FOLLOWING a -0.6% decline in the Saint Lucian economy last year, it was a bit refreshing that the International Monetary Fund (IMF) team which visited Saint Lucia last month concluded that a 1.2% growth is projected for this year.
Government’s “bold programme of economic reforms” which includes “a credible medium-term fiscal consolidation plan and rapid implementation” has been cited as key factors to realizing the “moderate growth” projected this year.
This despite weakened performances in tourism, transportation and manufacturing sectors which affected last year’s performance. However, strong performance in construction and agriculture, increased hotel rooms and new direct flights from the United States are some of the key factors that put the island on track to reaching its target.
With public debt now exceeding 82% of gross domestic product (GDP), government will be hard-pressed to reducing that figure closer to the 2030 target of 60%, including strengthening its fiscal policies and making it easier to do business.
In its party manifesto, the United Workers Party (UWP), pledged to reduce the debt-to-GDP ratio by at least 5% in five years, achieve an accumulated economic growth rate of at least 12% in the first term and reduce the overall level of unemployment to no more than 15%.
These are all herculean tasks for a party now in government that is yet to present its first budget to the citizenry.

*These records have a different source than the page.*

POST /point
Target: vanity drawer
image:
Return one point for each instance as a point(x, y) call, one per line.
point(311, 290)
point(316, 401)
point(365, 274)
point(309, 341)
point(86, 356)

However, Prime Minister Allen Chastanet has reiterated that government’s first budget would be part of its four-year plan for restructuring the economy.
With a 2.5% reduction in the Valued Added Tax (VAT) already in effect, it remains to be seen just what other promises government can deliver on. Although unemployment declined last year, it still remains a major concern for people who still cannot find work.
With almost one year in its term already up, government must now ramp up its efforts to ensure that the campaign promises are met. With an estimated annual 2.4% increase in economic growth promised, the projected growth for this year is halfway there. As such, implementing what it deems its ambitious programmes aimed at turning the economy around must be done in a methodical manner so as to ensure that lapses and inconsistencies do not thwart such efforts.
Having been in office for eight months already, whatever plans the government is expected to implement should be well-thought-out and not merely cosmetic enough to allay people’s fears that things might well be worse than we are already being told.
We need a solid economic plan that works towards getting people back to work and this country growing again. Moderate growth is not enough to save us from the position we are in presently and government needs to quicken its pace so as to surpass that projected growth figure.